# He continues to grow..



## my2geldings (Feb 18, 2008)

Tho I never feel like he is growing fast enough, I have been comparing photos of him of earlier this year vs pictures of the last few weeks. I can't believe how much he has filled in and grown and he is only 1! He's a really big boned boy.


----------



## mudypony (Jan 30, 2008)

He's so stunning!!! I love the third pic!


----------



## omgpink (Aug 16, 2008)

He is absolutely gorgeous! I'm sure your gonna have great fun with him.


----------



## Sara (Jul 6, 2007)

He's really going to be gorgeous, m2g


----------



## Cat (Jul 26, 2008)

Aw, no pictures are showing up for me. The little boxes say "This photo has been removed or deleted"


----------



## ArabianAmor (Aug 20, 2008)

Same here


----------



## JustDressageIt (Oct 4, 2007)

M2G, I can't see the images!!! I really want to see them!!


----------



## my2geldings (Feb 18, 2008)

Let's try it again


----------



## PoptartShop (Jul 25, 2010)

He is gorgeous!


----------



## Miss Katie (Dec 30, 2007)

Stunning


----------



## ArabianAmor (Aug 20, 2008)

Wow :shock: amazing!!


----------



## my2geldings (Feb 18, 2008)

Thank you very much


----------



## HappyAppy (Jul 20, 2008)

wow, hes pretty... :shock:


----------



## lacyloo (Jul 1, 2008)




----------



## Vidaloco (Sep 14, 2007)

He really is gorgous. Really nice on the hind end, nice butt :lol: 
Is it Cobalt? I have forgotten his name


----------



## Cat (Jul 26, 2008)

He is gorgeous! That is the look my husband wants - so pretty much his dream horse. Too bad Canadians are impossible to find around here.


----------



## my2geldings (Feb 18, 2008)

Vidaloco said:


> He really is gorgous. Really nice on the hind end, nice butt :lol:
> Is it Cobalt? I have forgotten his name


It is Cobalt  I spent my morning with that little ****** when one of the new boarders came up to me and asked "Is he a Canadian?" :shock: 
First time someone has recognized the breed!


----------



## .A.j. (Aug 29, 2007)

He is such a gorgeous boy! Lucky! He looks like he'll grow and fill out very nicely for you. Canadians are wonderful.


----------



## my2geldings (Feb 18, 2008)

Cat said:


> He is gorgeous! That is the look my husband wants - so pretty much his dream horse. Too bad Canadians are impossible to find around here.

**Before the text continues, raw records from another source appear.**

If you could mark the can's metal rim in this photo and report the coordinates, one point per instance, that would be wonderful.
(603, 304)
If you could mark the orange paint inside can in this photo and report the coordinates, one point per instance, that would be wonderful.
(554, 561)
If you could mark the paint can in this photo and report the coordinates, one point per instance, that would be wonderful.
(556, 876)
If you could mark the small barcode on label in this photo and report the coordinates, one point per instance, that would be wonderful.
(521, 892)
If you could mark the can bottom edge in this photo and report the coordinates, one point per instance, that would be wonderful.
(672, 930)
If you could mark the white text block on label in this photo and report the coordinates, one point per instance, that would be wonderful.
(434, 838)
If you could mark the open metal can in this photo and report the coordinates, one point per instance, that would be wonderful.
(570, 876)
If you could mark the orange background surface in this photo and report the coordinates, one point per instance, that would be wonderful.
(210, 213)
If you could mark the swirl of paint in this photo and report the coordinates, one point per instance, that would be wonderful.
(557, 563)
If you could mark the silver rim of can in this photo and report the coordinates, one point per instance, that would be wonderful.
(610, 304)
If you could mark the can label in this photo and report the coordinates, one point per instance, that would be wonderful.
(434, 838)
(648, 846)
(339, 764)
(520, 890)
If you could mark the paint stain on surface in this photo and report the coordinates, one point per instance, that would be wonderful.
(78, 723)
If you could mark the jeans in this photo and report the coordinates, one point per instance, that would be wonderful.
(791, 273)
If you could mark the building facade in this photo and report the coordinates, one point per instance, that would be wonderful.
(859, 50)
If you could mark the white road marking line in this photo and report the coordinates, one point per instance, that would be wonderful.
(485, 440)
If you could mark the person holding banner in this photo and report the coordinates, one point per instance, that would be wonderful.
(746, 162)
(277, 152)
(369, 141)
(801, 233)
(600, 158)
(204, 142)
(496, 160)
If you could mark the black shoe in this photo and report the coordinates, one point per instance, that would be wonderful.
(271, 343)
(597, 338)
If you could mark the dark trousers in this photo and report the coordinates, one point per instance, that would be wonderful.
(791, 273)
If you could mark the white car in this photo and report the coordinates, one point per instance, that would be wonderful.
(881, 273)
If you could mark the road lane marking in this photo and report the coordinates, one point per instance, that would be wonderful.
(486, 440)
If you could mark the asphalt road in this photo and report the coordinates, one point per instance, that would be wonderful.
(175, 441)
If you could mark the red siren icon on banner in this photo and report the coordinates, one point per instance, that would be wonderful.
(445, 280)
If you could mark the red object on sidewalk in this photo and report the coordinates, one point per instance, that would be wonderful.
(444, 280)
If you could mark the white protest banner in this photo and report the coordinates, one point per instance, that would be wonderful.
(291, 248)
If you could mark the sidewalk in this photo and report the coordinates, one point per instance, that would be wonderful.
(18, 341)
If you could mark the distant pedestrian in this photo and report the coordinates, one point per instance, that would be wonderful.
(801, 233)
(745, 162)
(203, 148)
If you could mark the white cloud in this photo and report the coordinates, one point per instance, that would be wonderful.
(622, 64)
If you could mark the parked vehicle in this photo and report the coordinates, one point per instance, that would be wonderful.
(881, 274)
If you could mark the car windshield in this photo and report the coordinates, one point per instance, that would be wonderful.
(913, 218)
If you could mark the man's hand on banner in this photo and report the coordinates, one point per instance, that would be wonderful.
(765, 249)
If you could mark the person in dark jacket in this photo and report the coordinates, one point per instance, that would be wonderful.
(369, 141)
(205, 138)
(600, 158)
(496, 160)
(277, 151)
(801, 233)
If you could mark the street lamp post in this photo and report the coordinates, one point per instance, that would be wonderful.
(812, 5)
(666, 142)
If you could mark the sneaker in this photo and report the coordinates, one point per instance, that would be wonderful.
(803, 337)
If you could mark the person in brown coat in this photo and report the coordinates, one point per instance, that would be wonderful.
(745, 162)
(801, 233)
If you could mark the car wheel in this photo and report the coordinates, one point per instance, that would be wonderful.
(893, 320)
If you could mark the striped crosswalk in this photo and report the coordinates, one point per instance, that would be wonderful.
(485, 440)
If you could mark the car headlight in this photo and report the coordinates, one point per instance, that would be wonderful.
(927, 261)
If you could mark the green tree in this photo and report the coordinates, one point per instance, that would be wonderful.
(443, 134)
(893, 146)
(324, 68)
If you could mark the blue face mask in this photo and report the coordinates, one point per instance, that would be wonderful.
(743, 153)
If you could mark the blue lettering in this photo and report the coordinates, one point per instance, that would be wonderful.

They are difficult to find but there are breeders around if you know where to look. I can help you and send you in the right direction, just send me a pm.

I will warn you tho, these guys arent cheap to buy.


----------



## FGRanch (Feb 9, 2008)

Wow he sure is stunning! I can't even put into words how good looking he is!


----------



## my2geldings (Feb 18, 2008)

FehrGroundRanch said:


> Wow he sure is stunning! I can't even put into words how good looking he is!


aww thank you very much. He is a good boy.


----------



## my2geldings (Feb 18, 2008)




----------



## KiwiRyder (Aug 14, 2008)

wow he is a stunner I know nothing of the breed what are they normally used for etc?!


----------



## free_sprtd (Oct 18, 2007)

***droooooooools*** he's so gorgeous!


----------